Yup, alpha always has to be set after any depth channel effects because depth channels are strictly binary (occlude or be occluded) and obliterate any material/texture based alpha upstream in the noodle. That’s why AllZ works in the first case…it eliminates any depth (binary) information from inclusion in the render layer (at render time) resulting in a binary “false” or vanishing function.
In the case of the grass however you only have alpha occlusion of the image planes so the binary info being pumped to the defocus node is making a mess of things. This is where things get interesting. The problem with the trees looking better in the first image is the image’s Sample Filter Type which can be found on the Render tab. These filters have an inverse effect when FSA is used (gauss becomes the sharpest filter while catrom becomes the blurriest…the polar opposite effect of using OSA). Also, setting the filter’s value to 0.50, it’s lowest setting, nearly always yields the best results regardless of OSA/FSA usage. With FSA it doesn’t make any difference what type of alpha channel you use either because even with a premultiplied alpha type (sky or premul) the alpha is ALWAYS composited last resulting in a Keyed or straight alpha. This is because FSA is a series of non-aliased images (regardless of channel type, e.g. alpha, RGB, or Z) meaning that it is totally impossible to multiply any background color into the matte. The final product of all channel types are ultimately premultiplied as the final result of the composite. As a result FSA level 5 will take 5 times longer to composite (post render action) than any level of OSA. The actual render time is the same for either aliasing scheme having the same number of samples but FSA does take longer to advance from frame to frame because Save Buffers is a disk caching routine meaning that you require a minimum of 5 times more overhead (lowest FSA level) to write the render tiles to disk as you would with an OSA configured render which also has save buffers enabled. This is because OSA only writes a single image to disk. All OSA sampling gets done old school Blender style, in RAM.
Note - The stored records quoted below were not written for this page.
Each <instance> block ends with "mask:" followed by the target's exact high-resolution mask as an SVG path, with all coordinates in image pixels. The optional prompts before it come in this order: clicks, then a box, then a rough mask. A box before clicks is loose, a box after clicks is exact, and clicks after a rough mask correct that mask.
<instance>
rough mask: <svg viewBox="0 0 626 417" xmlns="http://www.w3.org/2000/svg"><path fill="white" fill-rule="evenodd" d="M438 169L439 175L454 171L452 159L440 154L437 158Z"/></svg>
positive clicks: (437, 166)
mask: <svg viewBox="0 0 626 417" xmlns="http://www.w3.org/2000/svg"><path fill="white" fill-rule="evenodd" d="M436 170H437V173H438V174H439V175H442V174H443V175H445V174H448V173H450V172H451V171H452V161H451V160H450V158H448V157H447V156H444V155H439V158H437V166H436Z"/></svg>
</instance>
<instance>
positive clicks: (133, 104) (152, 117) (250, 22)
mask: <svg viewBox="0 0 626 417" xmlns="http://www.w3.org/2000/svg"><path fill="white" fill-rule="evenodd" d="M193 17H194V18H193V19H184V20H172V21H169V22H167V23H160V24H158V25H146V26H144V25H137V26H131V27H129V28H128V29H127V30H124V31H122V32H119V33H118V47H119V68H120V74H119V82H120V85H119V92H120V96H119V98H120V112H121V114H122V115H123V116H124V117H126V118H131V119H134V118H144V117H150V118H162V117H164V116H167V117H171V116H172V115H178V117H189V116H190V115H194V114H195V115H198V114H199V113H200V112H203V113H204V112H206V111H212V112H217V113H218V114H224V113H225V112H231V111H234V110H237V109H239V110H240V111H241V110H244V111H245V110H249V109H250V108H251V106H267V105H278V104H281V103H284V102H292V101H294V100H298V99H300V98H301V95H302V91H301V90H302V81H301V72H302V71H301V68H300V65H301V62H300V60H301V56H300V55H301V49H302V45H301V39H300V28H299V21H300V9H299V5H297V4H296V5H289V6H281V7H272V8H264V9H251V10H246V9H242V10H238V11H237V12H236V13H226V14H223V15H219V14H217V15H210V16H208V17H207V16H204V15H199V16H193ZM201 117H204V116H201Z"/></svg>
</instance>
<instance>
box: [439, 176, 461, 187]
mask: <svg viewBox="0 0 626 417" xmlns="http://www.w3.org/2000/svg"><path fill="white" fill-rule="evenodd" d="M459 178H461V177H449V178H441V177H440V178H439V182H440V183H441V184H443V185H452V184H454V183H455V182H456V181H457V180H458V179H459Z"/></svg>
Essentially, sampling is just a series of ever so slightly skewed camera shots which get recombined along the same lines that your brain combines the images from each of your eyes into a single stereo view. Since FSA does this with a minimum of 5 samples and, because it does this as the last step in the composite, Blender devs ware able to truly antialias those horible depth maps into a smoothly averaged final result.
As for where Blender stores these samples, you can set the file path in your user preferences (drag down header at the top of the screen). The default file is either /tmp\ or C: mp depending on the OS you use. These saved buffer files are multipass openexr files saved to disk as full 32bits per channel floating point color. This makes them MASSIVE. If you have a file utilizing 5 to ten scenes, one render layer per scene, an average of 5 passes per render layer, and you render in full on HD, you can run well into the several gigabyte range of disk space for these saved buffers…all to composite a single HD frame.
I don’t mean to imply that z-masking is useless either, it just seems a bit unintuitive to me always feeling like I’m trying to give my self a mohawk while using 2 mirrors cuz I always get it backward. The main usage seems to be advertized as a way to overcome the inevitible seams that are nearly impossible to avoid when working with standard alpha types (you always have to blur and distort things to hide them). It may be able to save you gobs of memory and render time overhead as compared to simply following the procedure I posted above (under certain circumstances), if you take the time to learn to use it, but proper masking via node techniques will usually win that fight since node based matting allows you to use instances or render layers rather than having to composite an additional full render layer. In my experience FSA sequence depth is far less prone to causing memory related crashes than that which I’ve seen via the width required when using multiple render layers which were necessary for OSA masking techniques. Other’s mileage may vary.